Although this all sounds complicated it is not unplowed ground. New Zealand has spent years farming this way principally because, as well as being the healthiest for the rumen; it is the lowest cost of production. They have to produce efficiently if they are going to access markets that are oceans away.

Q. “Grass-fed” has become a fast-growing niche in the beef business. Some foodies even use terminology similar to that used to describe fine wines when they talk about it. Are those kinds of glowing description justified? And can “grass-fed” escape the niche business?

A. Grass-fed is the current clamor of the market. Many folks do not know what it means. My feeling is that it is critically important that people understand the terms and what they mean. I like to compare 100% grass-fed beef to pregnancy-either you are or you are not. All beef producers want the “grass-fed” claim since all cattle do eat grass for a substantial part of their lives.

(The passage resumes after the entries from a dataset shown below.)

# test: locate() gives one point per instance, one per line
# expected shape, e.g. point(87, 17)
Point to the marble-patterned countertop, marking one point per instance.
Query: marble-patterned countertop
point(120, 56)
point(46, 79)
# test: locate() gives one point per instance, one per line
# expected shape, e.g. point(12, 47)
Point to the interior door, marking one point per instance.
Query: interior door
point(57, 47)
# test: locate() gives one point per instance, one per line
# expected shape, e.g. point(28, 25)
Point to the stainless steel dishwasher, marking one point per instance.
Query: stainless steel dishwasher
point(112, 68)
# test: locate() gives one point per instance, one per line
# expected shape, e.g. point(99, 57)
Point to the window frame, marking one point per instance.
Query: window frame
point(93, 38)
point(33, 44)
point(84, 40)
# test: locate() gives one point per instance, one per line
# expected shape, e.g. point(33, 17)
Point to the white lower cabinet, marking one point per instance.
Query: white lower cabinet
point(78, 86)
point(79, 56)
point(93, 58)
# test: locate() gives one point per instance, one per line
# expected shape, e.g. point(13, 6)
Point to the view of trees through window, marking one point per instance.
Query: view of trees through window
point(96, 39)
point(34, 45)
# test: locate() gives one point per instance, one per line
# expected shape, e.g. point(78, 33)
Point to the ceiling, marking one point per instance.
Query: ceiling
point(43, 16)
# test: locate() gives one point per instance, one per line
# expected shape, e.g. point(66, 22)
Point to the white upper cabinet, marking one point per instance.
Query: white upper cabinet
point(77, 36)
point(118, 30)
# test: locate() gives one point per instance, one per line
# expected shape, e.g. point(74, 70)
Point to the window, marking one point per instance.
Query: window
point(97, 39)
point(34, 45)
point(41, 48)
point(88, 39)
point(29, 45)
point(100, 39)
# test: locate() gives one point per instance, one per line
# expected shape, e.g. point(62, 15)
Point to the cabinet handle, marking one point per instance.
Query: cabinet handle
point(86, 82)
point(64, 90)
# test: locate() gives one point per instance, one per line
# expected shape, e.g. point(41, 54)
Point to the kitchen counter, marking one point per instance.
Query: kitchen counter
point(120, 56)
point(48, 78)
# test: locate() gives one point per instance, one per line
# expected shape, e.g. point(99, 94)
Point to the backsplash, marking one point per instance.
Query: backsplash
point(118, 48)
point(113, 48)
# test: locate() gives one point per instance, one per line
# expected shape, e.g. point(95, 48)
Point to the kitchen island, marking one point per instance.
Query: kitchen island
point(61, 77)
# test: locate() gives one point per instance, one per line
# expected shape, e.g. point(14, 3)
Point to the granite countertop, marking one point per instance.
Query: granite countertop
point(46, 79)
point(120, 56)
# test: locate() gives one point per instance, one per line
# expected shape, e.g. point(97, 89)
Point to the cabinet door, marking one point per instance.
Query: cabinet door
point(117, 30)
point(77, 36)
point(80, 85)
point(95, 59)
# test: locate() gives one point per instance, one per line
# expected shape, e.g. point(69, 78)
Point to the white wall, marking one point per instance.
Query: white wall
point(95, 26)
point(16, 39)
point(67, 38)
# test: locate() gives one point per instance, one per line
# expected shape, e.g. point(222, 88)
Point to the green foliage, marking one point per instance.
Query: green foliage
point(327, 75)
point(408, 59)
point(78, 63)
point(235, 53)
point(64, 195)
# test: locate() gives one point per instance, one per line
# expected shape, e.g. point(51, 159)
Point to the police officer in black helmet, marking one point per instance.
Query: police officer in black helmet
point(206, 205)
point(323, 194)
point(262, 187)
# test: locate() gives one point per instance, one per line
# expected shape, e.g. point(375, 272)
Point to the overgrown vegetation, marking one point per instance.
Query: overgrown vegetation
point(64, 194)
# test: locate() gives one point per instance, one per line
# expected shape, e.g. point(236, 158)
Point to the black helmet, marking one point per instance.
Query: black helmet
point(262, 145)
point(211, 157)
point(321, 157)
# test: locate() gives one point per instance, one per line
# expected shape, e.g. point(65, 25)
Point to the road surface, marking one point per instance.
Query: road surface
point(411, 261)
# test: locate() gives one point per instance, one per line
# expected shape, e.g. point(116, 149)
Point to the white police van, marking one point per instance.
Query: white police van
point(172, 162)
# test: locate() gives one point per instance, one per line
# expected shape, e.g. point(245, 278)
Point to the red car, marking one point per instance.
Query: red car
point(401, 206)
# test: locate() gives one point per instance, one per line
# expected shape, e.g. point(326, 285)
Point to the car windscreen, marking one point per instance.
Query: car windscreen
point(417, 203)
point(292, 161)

The real changes to the tissue and the health benefits of the beef occur when the cattle begin to eat grain. When cattle eat just grass they cannot get Mad Cow (the consumer doesn’t want this); they have almost immeasurable levels of E. coli because acidosis does not occur in the gut. Read about the Cornell research at http://brcruminations.blogspot.com/2006_10_01_archive.html. There are no nutrient loading problems since manures are spread evenly daily and incorporated into the soil. Once you remove grain from the cattle raising equation, you eliminate plowing, petroleum based fertilizers, pesticides, herbicides, soil compaction, fossil fuels for tillage, harvest and transport.

The real compelling part of the story is that the fats in 100% grass-fed beef are much healthier for the human. The ratio of Omega 3 Omega 6 is very different in the grass versus grain fed and nearly a perfect 1:1 ratio.

The “story” of 100% grass-fed and finished beef is a compelling story and most people will buy it. The only way that “grass-fed” can escape the “niche” status it has today, is if producers learn to produce gourmet beef on grass and then they put a great piece of beef in the hand of each consumer that buys the “story”.

The challenge today is that many consumers have heard pieces of the story and they find it compelling once they do-the challenge is how we produce enough quality beef to satisfy the demand. As I said to a restaurant crowd in NYC a while back, it took me 2 ½ years to grow the piece of meat you are eating tonight-from a gleam in my eye, to breeding the cow takes 2 ½ years to the plate-so it is hard to ramp up a product like this.

Today with fuel prices, many cattle men and woman are beginning to be open to other options. The feedlots are feeling the pinch and the time of opportunity is upon us. It is a rare time in history when the producer is demanding quality, clean (no antibiotics or hormones), healthy food and they are willing to pay for it-It is a time of opportunity for the cattle industry.